The cluster analysis showed that the individuals of the Piartal   quinoa    material    were    grouped    mainly   by morphological characteristics associated with plant height, panicle length, pigmented axillae, and leaf characteristics, as reported by Morillo et al. (2020); the clusters showed a lax distribution of the materials with an association of the characteristics presence or absence of striae, growth habit, color, shape, length and diameter of the panicle, seed/plant yield and weight of 1000 grains, results that were consistent with morphological characterization studies on quinoa (Curti et al., 2014, Infante et al., 2018, Farooq et al., 2018).

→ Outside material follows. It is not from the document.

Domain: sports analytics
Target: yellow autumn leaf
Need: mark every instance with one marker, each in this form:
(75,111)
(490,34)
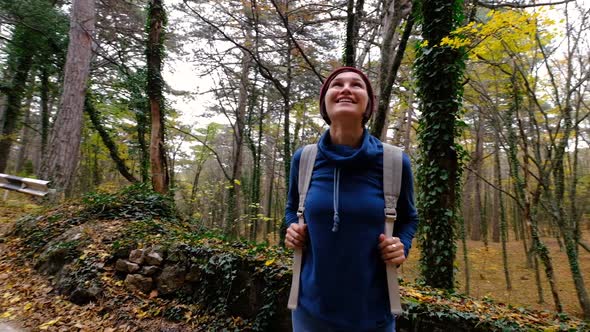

In this study, as in study by Morillo et al. (2020), no groupings were observed according to the site of origin of the materials, as observed when evaluating the intra and inter-population phenotypic variation in seven quinoa populations from the Bolivian altiplano, in which the morpho-phenological markers separated the quinoa from the most limiting sectors for agriculture (southern plateau and cold zones of the northern plateau) from quinoa cultivated in more temperate zones (Del Castillo and Winkel, 2014). These results are consistent with that reported by Farooq et al. (2018) where all quinoa accessions showed good growth in subtropical and semi-arid climatic conditions in Pakistan. In addition, the studies carried out by Noulas et al. (2017) demonstrated not only the wide adaptation of quinoa materials to the agroclimatological conditions of Greece but also the variation of quinoa phenotypic characteristics according to the environment.

The morphoagronomic characterization of the Piartal quinoa materials in the five evaluated municipalities showed high intrapopulation phenotypic variability that depended on the agroclimatological conditions of each site (Infante et al., 2018; Morillo et al., 2020), mainly as the result of the fact that quinoa is a rustic crop with broad agroecological adaptation that can tolerate different types of stress and that is a food security crop for the Andean community since with farmers who have maintained and selected seeds for generations (Alvarez et al., 2018). However, the presence of morphotypes in quinoa crops is not a desirable condition since it means that there are still no pure materials or local varieties but only materials in the process of domestication, which is a limitation for the implementation of cultivation technologies. For example, populations can have differences in the maturity stage of the plants, which can complicate uniform agronomic management. In addition, the size and color of the seeds are different between materials and within each material, which prevents the development of machinery for threshing processes as has been done for cereals with uniform grain sizes and diameters.

 

 

 


 CONCLUSION

The morphoagronomic evaluation of the intraspecific variation of the Piartal quinoa material in the  Department of Boyacá showed a wide segregation of the phenotypic characteristics especially related to the color of different plant structures. This variation that occurs at the inter-individual level in farmers' fields, in the materials that they plant and select cycle after cycle is not desirable, since it reduces the quality and profitability of the crop, and also suggests selection and purification processes efficient that lead to obtaining "pure" materials with better yields and adapted to local conditions.

 


 CONFLICT OF INTERESTS

The authors have not declared any conflict of interests.


 ACKNOWLEDGMENTS

The authors send their appreciation to “Patrimonio Autónomo Fondo Nacional de Financiamiento para la Ciencia, la Tecnología y la Innovación Francisco José de Caldas- MinCiencias. Cód. 63924”.